The letter, released today by Turner's office, currently has 70 signatures and is slated to be sent to the White House at the end of next week. Rep. Tom O'Halleran (D-AZ) is the only Democrtat to have signed the letter thus far.
"We are strongly urging the president to follow his original budget plan of $733 billion for the Department of Defense as he prepares his presidential budget for Fiscal Year 2020," Turner said in a statement. "President Trump cannot claim he is rebuilding our military while cutting the funds necessary to do so. We've seen the devastating effects on readiness when our military is forced to make arbitrary cuts as our adversaries continue to aggressively invest in their national security operations."
Though Trump has touted the $165 billion military buildup Congress passed for FY-18 and FY-19, he sparked confusion in the Washington defense establishment on Monday when he tweeted that the current defense budget of $716 billion is "crazy."
The lawmakers' letter, however, uses Trump's own words to make their point.
"In August, you remarked: 'The National Defense Authorization Act is the most significant investment in our military and our warfighters in modern history. We are going to strengthen our military like never ever before and that’s what we did,'" the letter states.
"We must continue to adequately fund the military and allow for responsible growth to protect our national interests at home and abroad," the letter continues.
The letter comes on the heels of a two-hour meeting Trump had at the White House with Senate Armed Services Committee Chairman Jim Inhofe (R-OK), his House counterpart Rep. Mac Thornberry (R-TX) and Defense Secretary Jim Mattis about the defense budget. Vice President Pence and national security adviser John Bolton were also present.

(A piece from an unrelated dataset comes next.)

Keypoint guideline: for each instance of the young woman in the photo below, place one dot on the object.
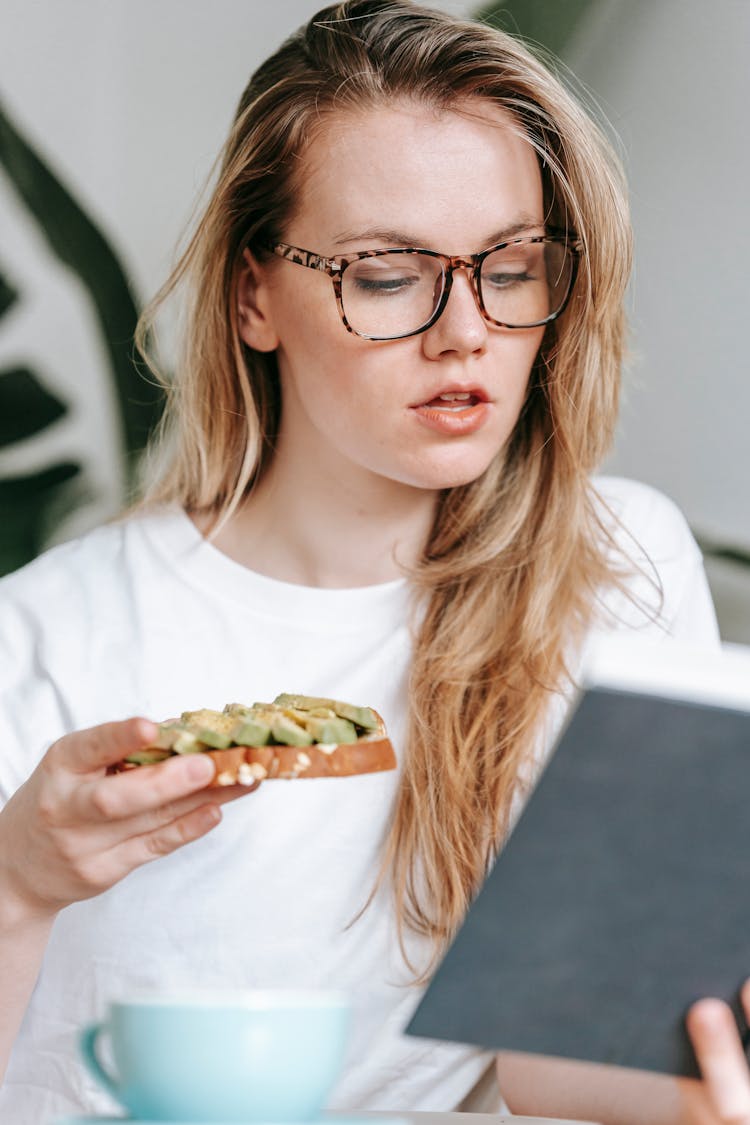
(400, 368)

Though Inhofe admitted today the president's tweets make him "cringe," the senator said he left the meeting with the impression that Trump understands the need to provide "adequate" resources to the Pentagon to execute the National Defense Strategy.
Democrats, meanwhile, have declined to support a specific topline number for defense, but senior lawmakers like Sen. Jack Reed (D-RI), ranking member on the Senate Armed Services Committee, and Rep. Adam Smith (D-WA), who is expected to become House Armed Services Committee chairman next year, have said they want to strike a balance between defense and non-defense priorities.